The Press Article
Keeping It Surreal

For three years they were adrift up the Britpop creek sans paddle, but now Supergrass have sailed back into view brandishing a "consciously weird" new album. So, what kept them? "We were sitting around, getting pissed," they inform Paul Stokes.

An hour before arriving on stage at Spain's riotous Benicassim festival, Supergrass are slouched in a stiflingly hot backstage dressing room.
"I am sad," announces singer, Gareth "Gaz" Coombes loudly, smiling between his trademark sideburns. "Estoy contendo, I am happy," he continues, leafing through a Spanish phrasebook delivered to all performing bands on the eve of the festival. "Esta canción se llama, this song is called... Perhaps I should say these onstage tonight?"

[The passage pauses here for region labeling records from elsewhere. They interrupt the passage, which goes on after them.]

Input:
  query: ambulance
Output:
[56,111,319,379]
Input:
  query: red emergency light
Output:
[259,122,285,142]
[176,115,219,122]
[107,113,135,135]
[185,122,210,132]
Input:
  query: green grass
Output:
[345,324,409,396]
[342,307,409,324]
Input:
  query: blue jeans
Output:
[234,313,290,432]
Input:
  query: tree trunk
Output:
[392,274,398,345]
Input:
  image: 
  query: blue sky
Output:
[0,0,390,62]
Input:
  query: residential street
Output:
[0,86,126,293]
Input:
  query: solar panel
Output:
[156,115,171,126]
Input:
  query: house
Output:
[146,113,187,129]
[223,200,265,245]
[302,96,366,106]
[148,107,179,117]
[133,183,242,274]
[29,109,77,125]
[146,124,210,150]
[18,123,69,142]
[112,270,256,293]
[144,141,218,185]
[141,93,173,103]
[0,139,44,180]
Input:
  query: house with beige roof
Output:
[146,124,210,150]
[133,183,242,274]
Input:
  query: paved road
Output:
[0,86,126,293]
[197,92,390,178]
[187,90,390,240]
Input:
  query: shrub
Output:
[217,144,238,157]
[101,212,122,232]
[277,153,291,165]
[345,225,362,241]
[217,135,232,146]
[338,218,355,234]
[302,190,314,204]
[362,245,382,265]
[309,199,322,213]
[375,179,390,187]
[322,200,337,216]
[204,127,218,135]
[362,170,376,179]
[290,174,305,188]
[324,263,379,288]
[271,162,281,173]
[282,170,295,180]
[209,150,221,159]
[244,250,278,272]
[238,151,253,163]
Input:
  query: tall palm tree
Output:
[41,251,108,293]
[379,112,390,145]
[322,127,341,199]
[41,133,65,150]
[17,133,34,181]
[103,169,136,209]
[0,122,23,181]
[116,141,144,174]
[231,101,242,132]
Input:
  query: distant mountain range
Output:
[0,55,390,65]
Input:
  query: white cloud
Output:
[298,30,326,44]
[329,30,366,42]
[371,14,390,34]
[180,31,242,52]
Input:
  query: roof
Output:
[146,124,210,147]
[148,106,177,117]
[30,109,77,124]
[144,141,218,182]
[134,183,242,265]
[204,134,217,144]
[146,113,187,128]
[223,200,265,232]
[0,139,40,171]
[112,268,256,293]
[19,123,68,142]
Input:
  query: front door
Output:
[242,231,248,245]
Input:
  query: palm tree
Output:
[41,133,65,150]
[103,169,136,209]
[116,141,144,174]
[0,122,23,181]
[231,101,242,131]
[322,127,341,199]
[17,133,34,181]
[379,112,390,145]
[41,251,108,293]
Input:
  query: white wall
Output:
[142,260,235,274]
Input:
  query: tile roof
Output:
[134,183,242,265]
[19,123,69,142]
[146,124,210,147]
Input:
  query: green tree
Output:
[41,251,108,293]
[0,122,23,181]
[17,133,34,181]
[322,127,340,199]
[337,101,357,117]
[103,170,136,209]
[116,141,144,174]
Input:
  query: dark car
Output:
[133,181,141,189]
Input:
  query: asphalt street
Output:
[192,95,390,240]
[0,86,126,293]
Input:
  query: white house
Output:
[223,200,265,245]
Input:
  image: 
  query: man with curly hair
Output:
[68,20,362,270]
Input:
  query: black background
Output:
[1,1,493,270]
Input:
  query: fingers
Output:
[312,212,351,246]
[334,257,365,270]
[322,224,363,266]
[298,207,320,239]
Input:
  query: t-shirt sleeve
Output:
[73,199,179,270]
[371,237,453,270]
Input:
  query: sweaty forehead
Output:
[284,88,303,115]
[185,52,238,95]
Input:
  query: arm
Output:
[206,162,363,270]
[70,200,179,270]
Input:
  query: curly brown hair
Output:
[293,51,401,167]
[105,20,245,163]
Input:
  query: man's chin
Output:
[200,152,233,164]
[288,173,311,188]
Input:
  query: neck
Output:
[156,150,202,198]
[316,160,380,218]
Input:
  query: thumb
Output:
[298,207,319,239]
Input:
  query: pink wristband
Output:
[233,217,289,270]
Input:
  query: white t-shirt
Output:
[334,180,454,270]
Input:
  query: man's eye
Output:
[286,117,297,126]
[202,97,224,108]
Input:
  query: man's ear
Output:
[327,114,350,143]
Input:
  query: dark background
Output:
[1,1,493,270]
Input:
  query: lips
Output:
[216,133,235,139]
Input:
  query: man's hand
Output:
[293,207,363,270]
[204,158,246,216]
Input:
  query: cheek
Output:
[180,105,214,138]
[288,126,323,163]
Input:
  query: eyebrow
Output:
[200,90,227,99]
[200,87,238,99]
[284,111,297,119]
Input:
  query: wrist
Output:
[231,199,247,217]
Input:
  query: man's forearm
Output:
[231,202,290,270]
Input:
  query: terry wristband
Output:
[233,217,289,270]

Benicassim Music Festival, near Valencia in Spain, has been described as the Spanish Glastonbury, although its derelict airstrip-esque site means the comparison is more about line-ups than location. And, despite booking a large number of British bands - The Cure, Doves and Radiohead are also playing - the organisers are clearly hoping some of the local lingo makes it onstage.
While drummer Danny Goffey, Supergrass' most boisterous member, and keyboardist Rob Coombes (brother of Gaz and now officially in the group) start ordering sandwiches, bassist Mickey Quinn seems keen to further Supergrass's international relations.
"Stick the book onstage and pick things out at random," he suggests to Gaz. "Then try and guess what you've said. You never know, you might say something entertaining."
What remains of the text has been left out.